Dorrit vit dans un monde proche du nôtre, jusqu'à ce qu'elle fête ses 50 ans alors qu'elle est toujours célibataire et n'a pas eu d'enfants. Aux yeux de la société, elle est donc considérée comme "superflue". Elle doit rejoindre
l'Unité, où elle est coupée du reste du monde : à partir de là, elle n'existe plus. Logée dans un appartement lumineux et confortable, bien nourrie, tout le monde est aux petits soins pour elle, comme dans une super maison de retraite ! Sauf que l'envers du décor est bien plus noir : ces "superflus" servent en effet de cobaye pour toutes sortes d'expériences et peuvent être amenés à tout moment à offrir leurs organes à des individus méritants, souvent pères et mères d'une famille nombreuse.
Nous suivons donc Dorrit dans sa nouvelle vie, ses espoirs déçus et l'acceptation de sa nouvelle condition. En y réfléchissant, l'idée est assez atroce en elle-même : on demande à une partie de la population de renoncer aux droits de l'homme, en même temps que leurs devoirs envers la société augmentent, comme une dette à payer, comme si elle n'avait pas rempli un contrat non dit qui oblige la femme à procréer …

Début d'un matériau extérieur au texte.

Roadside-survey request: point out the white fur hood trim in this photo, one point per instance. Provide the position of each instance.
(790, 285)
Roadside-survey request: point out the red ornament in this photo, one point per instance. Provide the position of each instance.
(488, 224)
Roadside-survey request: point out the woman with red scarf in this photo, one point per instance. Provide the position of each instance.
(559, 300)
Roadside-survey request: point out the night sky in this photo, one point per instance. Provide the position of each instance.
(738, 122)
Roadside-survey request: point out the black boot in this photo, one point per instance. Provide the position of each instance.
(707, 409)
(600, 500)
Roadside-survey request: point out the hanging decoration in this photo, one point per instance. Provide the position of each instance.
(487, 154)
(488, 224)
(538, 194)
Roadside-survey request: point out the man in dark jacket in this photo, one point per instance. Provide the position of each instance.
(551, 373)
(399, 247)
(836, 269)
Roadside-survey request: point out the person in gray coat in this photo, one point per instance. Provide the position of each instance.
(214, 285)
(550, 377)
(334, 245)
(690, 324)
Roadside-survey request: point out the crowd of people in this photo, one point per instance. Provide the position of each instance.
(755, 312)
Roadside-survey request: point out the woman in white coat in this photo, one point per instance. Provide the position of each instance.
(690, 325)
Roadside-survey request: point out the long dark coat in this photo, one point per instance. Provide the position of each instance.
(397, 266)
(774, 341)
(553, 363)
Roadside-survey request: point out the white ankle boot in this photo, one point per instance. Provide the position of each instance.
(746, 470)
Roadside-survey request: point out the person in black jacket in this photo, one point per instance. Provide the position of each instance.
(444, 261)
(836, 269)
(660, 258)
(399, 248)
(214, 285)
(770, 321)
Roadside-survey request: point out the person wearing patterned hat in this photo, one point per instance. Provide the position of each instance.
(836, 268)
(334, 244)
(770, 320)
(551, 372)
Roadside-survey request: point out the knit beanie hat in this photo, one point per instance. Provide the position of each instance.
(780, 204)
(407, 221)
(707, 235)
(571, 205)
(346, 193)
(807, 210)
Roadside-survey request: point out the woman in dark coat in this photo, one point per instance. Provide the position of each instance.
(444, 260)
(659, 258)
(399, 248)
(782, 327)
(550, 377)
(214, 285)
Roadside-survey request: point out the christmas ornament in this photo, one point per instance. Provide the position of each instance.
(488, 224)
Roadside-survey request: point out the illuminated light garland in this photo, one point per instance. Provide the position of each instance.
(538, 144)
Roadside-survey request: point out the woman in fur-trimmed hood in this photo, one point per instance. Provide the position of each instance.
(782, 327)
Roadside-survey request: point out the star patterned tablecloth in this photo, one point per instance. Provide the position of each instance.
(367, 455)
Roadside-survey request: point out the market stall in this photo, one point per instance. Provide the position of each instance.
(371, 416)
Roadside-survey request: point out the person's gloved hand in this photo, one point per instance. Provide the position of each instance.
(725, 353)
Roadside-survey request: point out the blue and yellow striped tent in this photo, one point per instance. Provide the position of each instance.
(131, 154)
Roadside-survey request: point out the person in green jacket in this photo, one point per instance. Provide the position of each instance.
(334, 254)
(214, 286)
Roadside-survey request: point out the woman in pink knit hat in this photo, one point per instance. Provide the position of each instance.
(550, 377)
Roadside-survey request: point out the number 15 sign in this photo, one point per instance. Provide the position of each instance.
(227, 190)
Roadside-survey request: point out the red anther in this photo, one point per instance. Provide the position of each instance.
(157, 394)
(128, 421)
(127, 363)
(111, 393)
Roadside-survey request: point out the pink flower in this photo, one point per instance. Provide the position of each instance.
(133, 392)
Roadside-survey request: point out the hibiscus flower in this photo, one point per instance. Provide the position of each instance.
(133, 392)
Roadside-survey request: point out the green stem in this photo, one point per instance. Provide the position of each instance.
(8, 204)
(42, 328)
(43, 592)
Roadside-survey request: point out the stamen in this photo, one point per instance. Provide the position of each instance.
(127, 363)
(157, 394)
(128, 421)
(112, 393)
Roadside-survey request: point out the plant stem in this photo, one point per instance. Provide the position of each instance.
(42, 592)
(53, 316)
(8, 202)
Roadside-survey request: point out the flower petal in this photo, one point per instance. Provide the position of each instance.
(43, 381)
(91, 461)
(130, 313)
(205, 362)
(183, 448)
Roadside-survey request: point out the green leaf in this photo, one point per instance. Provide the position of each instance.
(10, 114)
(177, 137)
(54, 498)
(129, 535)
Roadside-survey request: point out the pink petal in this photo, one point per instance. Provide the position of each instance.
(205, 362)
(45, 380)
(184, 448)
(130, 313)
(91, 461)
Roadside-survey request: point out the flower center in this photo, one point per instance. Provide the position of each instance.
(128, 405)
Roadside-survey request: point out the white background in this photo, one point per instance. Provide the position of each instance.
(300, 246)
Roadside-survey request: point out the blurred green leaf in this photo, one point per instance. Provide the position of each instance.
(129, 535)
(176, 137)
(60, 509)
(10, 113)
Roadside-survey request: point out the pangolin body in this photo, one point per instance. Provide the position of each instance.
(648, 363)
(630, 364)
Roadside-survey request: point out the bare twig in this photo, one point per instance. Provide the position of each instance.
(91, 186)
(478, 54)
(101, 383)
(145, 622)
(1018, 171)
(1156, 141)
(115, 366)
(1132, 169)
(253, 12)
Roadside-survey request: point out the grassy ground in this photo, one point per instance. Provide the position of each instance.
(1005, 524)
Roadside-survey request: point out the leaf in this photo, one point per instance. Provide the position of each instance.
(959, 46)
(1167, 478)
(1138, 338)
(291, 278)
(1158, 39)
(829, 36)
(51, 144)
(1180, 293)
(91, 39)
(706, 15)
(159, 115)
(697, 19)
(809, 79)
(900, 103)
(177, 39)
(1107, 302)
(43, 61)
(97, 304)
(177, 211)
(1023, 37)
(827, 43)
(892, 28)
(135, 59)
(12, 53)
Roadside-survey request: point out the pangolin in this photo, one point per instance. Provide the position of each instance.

"Il y a d'abord eu la loi stipulant que les parents devaient se partager à part strictement égale le congé parental au cours des dix-huit premiers mois de l'enfant. Ensuite, la crèche est devenue obligatoire huit heures par jour pour tous les enfants entre dix-huit mois et six ans. La femme au foyer et son soutien masculin sont des notions depuis longtemps non seulement exclues mais bannies. Quant aux enfants, ils ne sont plus des freins ou des entraves pour quiconque. Plus personne ne court le risque de finir dans une situation de dépendance, de se retrouver à la traîne dans son évolution salariale ou de perdre ses compétences professionnelles. En tout cas, pas à cause des enfants. Il n'y a plus d'excuse pour le pas procréer. Il n'y a plus d'excuse non plus pour ne pas se tuer au travail lorsqu'on est parent. "
J'ai d'abord été un peu déçue quand j'ai eu le fin mot de l'histoire : tout cela ne me semblait qu'un vaste réchauffé de
Auprès de moi toujours, par
Kazuo Ishiguro, qui date de quelques années. Certes, la nature des personnes concernées est différente puisque ce ne sont pas des clones mais bien des êtres humains (issus d'une mère !). Les personnages n'ont donc jamais rien connu d'autre et on ne leur a jamais caché ce qui allait leur advenir. Et dans les deux cas, ils sont capables de sentiments, d'émotions. Au final le résultat des deux romans est le même, mais ce postulat de départ peut faire toute la différence, et expliquer les réactions d'acceptation et de rejet de chaque personnage.
Mais dans
L'Unité, le point de vue est un peu différent que dans
Auprès de moi toujours, dans lequel les clones ne servaient que de bétail. Ici, la réflexion est allée plus loin, et la solution a débouché conséquemment de l'amélioration de l'égalité au quotidien. Cela crée une société qui pourrait être donc parfaite, si l'égalité hommes-femmes suffisait à fonder une société cohérente. Malheureusement, ce n'est pas le cas car ce qui est à noter, c'est que les personnes les plus superflues sont souvent les intellectuels, artistes ou autres gens qui lisent, qui créent. Peut-on supposer que l'art est incompatible avec la procréation ? Et que du coup, mieux vaut sacrifier l'art que la capacité de reproduction de la société ? L'égalité hommes-femmes vaut-elle la peine que l'on élimine la culture ? La liberté de choix peut-elle être sacrifiée pour la cause de l'humanité ?
Ninni Holmqvist nous propose donc un monde dystopique glaçant, mais qui ne m'a semblé finalement peut-être pas assez développé, fouillé, pour être entièrement crédible. Néanmoins c'est un roman agréable, qui prend aux tripes et ne nous laisse pas en sortir indemnes. Ce qui augure bien de la suite de la carrière de ce nouvel écrivain.